Exercise 9.1.16

Proof. Here we write ${\zeta }_k=e^{2\mathit{i\pi }∕k}$ for all subscript $k$.

(a)

${\zeta }_n={({\zeta }_{\mathit{nm}})}^m\in \mathbb{Q}({\zeta }_{\mathit{nm}})$, and ${\zeta }_m={({\zeta }_{\mathit{nm}})}^n\in \mathbb{Q}({\zeta }_{\mathit{nm}})$,therefore $$\mathbb{Q}({\zeta }_n,{\zeta }_m)\subset \mathbb{Q}({\zeta }_{\mathit{nm}}).$$

As $n\wedge m=1$, there exists integers $u,v$ such that $1=\mathit{un}+\mathit{vm}$.

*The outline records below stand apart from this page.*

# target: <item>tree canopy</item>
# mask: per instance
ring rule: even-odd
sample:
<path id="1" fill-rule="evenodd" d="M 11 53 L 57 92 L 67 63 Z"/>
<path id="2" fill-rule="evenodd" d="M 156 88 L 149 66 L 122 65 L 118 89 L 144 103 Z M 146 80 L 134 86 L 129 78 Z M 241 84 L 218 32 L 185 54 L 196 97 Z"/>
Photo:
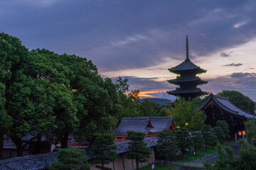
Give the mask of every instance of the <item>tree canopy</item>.
<path id="1" fill-rule="evenodd" d="M 191 101 L 186 101 L 183 98 L 175 101 L 171 115 L 176 127 L 186 128 L 191 131 L 201 130 L 206 119 L 203 111 L 195 108 Z"/>

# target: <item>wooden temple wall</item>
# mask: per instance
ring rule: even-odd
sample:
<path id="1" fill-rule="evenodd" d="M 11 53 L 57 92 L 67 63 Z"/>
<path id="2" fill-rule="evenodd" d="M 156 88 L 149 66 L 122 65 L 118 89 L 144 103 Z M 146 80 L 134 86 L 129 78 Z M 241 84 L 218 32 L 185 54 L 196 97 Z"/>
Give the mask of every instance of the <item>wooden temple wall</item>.
<path id="1" fill-rule="evenodd" d="M 151 147 L 151 154 L 150 154 L 150 158 L 147 159 L 146 162 L 139 163 L 139 167 L 143 167 L 147 165 L 154 164 L 156 162 L 155 153 L 154 147 Z M 112 170 L 134 170 L 136 169 L 136 162 L 135 160 L 126 159 L 127 154 L 123 153 L 119 154 L 117 156 L 117 159 L 115 162 L 110 162 L 109 164 L 105 164 L 106 167 L 111 168 Z M 90 161 L 89 163 L 91 163 L 92 161 Z M 90 164 L 91 170 L 97 170 L 95 164 Z"/>

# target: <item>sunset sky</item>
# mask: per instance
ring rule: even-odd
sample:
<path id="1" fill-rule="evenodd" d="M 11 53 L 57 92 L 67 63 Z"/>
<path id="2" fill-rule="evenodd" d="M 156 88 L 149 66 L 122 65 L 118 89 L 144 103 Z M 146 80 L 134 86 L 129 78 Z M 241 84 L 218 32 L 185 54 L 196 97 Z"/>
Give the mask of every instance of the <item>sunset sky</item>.
<path id="1" fill-rule="evenodd" d="M 29 50 L 91 60 L 129 90 L 174 99 L 168 68 L 185 60 L 208 72 L 202 90 L 236 90 L 256 101 L 256 1 L 1 0 L 0 32 Z"/>

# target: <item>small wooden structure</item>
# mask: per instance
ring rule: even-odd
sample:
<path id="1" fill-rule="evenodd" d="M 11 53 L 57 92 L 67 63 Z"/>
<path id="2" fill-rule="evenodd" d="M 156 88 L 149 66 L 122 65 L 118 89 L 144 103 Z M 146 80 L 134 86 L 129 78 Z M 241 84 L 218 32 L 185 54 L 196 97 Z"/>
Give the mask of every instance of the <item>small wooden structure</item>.
<path id="1" fill-rule="evenodd" d="M 203 110 L 207 116 L 205 121 L 206 125 L 213 128 L 216 126 L 218 120 L 226 121 L 230 131 L 230 139 L 233 140 L 235 140 L 235 135 L 245 130 L 245 121 L 247 119 L 255 119 L 255 115 L 240 109 L 228 98 L 214 96 L 212 94 L 199 109 Z"/>
<path id="2" fill-rule="evenodd" d="M 120 125 L 113 130 L 115 142 L 127 140 L 127 131 L 144 132 L 145 138 L 157 136 L 164 130 L 174 130 L 173 119 L 170 116 L 124 118 Z"/>
<path id="3" fill-rule="evenodd" d="M 194 98 L 196 96 L 208 94 L 202 91 L 197 86 L 207 84 L 208 81 L 203 81 L 196 74 L 206 72 L 206 70 L 200 68 L 193 64 L 188 57 L 188 35 L 186 36 L 186 59 L 181 64 L 169 69 L 170 72 L 178 74 L 176 79 L 168 80 L 168 82 L 179 86 L 174 91 L 167 91 L 169 94 L 184 98 L 186 101 L 188 98 Z"/>

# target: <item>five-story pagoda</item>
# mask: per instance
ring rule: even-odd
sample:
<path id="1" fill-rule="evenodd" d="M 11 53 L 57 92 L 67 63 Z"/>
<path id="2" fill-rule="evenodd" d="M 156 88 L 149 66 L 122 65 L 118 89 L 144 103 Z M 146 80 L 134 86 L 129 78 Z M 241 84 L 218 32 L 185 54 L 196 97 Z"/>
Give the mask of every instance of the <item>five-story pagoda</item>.
<path id="1" fill-rule="evenodd" d="M 208 94 L 207 92 L 197 88 L 198 85 L 208 83 L 196 76 L 198 74 L 206 72 L 206 70 L 195 65 L 189 60 L 188 35 L 186 35 L 186 59 L 180 64 L 169 70 L 178 76 L 175 79 L 168 80 L 168 82 L 179 86 L 179 88 L 176 88 L 176 90 L 167 91 L 169 94 L 184 98 L 186 101 L 188 101 L 189 98 L 192 100 L 196 96 Z"/>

Therefore ${\zeta }_{\mathit{nm}}={({\zeta }_{\mathit{nm}}^n)}^u{({\zeta }_{\mathit{nm}}^m)}^v={\zeta }_m^u{\zeta }_n^v\in \mathbb{Q}({\zeta }_n,{\zeta }_m)$, hence

$$\mathbb{Q}({\zeta }_{\mathit{nm}})\subset \mathbb{Q}({\zeta }_n,{\zeta }_m)$$

We have proved

$$\mathbb{Q}({\zeta }_{\mathit{nm}})=\mathbb{Q}({\zeta }_n,{\zeta }_m)$$

(b)

By Corollary 9.1.10, $[\mathbb{Q}({\zeta }_{\mathit{nm}}):\mathbb{Q}]=\varphi (\mathit{nm})$. As $n\wedge m=1,\varphi (\mathit{nm})=\varphi (n)\varphi (m)$ (Lemma 9.1.1), so $[\mathbb{Q}({\zeta }_{\mathit{nm}}):\mathbb{Q}]=\varphi (n)\varphi (m)$, and by part (a), this is equivalent to $$[\mathbb{Q}({\zeta }_n,{\zeta }_m):\mathbb{Q}]=\varphi (n)\varphi (m).$$

Using the Tower Theorem,

$$\varphi (n)\varphi (m)=[\mathbb{Q}({\zeta }_n,{\zeta }_m):\mathbb{Q}]=[\mathbb{Q}({\zeta }_n,{\zeta }_m):\mathbb{Q}({\zeta }_m)][\mathbb{Q}({\zeta }_m):\mathbb{Q}]=\varphi (m)[\mathbb{Q}({\zeta }_n,{\zeta }_m):\mathbb{Q}({\zeta }_m)],$$

thus

$$\varphi (n)=[\mathbb{Q}({\zeta }_m)({\zeta }_n):\mathbb{Q}({\zeta }_m)].$$

Let $f$ be the minimal polynomial of ${\zeta }_n$ over $\mathbb{Q}({\zeta }_m)$. Then

$$\mathrm{deg}<!--\; FUNCTION\; APPLICATION\; -->(f)=[\mathbb{Q}({\zeta }_m)({\zeta }_n):\mathbb{Q}({\zeta }_m)]=\varphi (n).$$

${\zeta }_n$ is a root of ${\Phi }_n(x)\in \mathbb{Q}[x]\subset \mathbb{Q}({\zeta }_m)[x]$, therefore $f\mid {\Phi }_n$ in $\mathbb{Q}({\zeta }_m)[x]$. Moreover these two polynomials are monic of same degree $\varphi (n)$, so they are identical. ${\Phi }_n=f$ is so irreducible over $\mathbb{Q}({\zeta }_m)$.